Mejorar el clima de inversión para impulsar la creación de empleo: sectores de alto coeficiente de empleo tradicionales como la manufactura han crecido a un ritmo más lento en los últimos años que, por ejemplo, las telecomunicaciones y la minería, que tienden a generar menos puestos de trabajo. Desde el año 2000, una gran parte de los puestos de trabajo creados en las industrias ha sido poco cualificados y más bajos de productividad en el sector informal. Como resultado de la crisis de 2003, los salarios reales se redujeron en un 27 por ciento en comparación con 2000 y no se han recuperado, aun cuando la productividad laboral ha aumentado significativamente en los sectores de mayor crecimiento.
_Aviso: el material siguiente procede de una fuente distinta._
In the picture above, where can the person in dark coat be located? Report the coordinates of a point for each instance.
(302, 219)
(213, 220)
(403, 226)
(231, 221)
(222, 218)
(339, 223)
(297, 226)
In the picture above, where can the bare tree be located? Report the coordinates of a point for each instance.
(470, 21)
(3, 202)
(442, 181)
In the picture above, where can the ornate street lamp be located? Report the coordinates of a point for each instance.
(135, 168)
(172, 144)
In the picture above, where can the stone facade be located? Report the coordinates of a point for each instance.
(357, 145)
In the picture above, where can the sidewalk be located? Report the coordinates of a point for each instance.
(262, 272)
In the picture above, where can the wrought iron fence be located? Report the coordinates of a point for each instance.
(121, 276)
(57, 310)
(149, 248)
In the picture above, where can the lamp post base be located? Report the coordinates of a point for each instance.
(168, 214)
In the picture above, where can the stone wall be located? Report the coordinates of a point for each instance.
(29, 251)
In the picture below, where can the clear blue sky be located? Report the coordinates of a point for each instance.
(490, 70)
Mejorar la competitividad y el clima de inversión, asegurando fuertes encadenamientos hacia atrás desde  turismo y las zonas francas de exportación hasta la manufactura y la agricultura, el fortalecimiento de la calidad de la educación y la aplicación de políticas de capacitación laboral, podría ayudar a crear más y mejores puestos de trabajo.

Promover una política fiscal equitativa, eficiente, transparente y sostenible: se han dado pasos importantes para fortalecer la transparencia fiscal y la gestión de la deuda desde 2013. La proporción de los ingresos sobre el PIB (menos del 14%, en promedio, los últimos 4 años) es una de las más baja en la región, y el sistema tributario se basa en gran medida de los impuestos indirectos, que tienden a ser menos progresivos. En cuanto al gasto, los desafíos clave incluyen la financiación suficiente de los servicios públicos básicos como el agua y el saneamiento, la educación de calidad y la salud. La reorientación de las asignaciones presupuestarias hacia el logro de resultados de calidad y el fortalecimiento de los sistemas públicos de gestión financiera, continúan siendo prioridades básicas para una política fiscal eficiente y transparente.

Mejorar la prestación de servicios públicos para llegar a las personas que viven en la pobreza: La RD ha adoptado medidas importantes en los últimos años para ampliar la cobertura de las redes de seguridad social, mejorar la focalización y transferencias condicionadas y mejorar la educación y la salud. La cobertura también se ha expandido significativamente en términos de servicios clave, tales como el Servicio Nacional de Salud y medicamentos esenciales. Un esfuerzo particularmente importante ha sido la asignación de un presupuesto equivalente al 4 por ciento del PIB a la educación pre-terciaria (frente al 2,3 por ciento en 2012), que ha permitido la construcción de miles de aulas para reducir el hacinamiento y permitir jornadas escolares más completas y por lo tanto más aprendizaje.

Al mismo tiempo, el acceso a los servicios públicos básicos sigue siendo desigual y es generalmente de baja calidad, sobre todo para las personas que viven en la pobreza. Una mejor focalización de los programas, el seguimiento y la evaluación, y la creación de capacidad, junto con incentivos tales como la financiación basada en los resultados, podría ayudar a mejorar la prestación de servicios.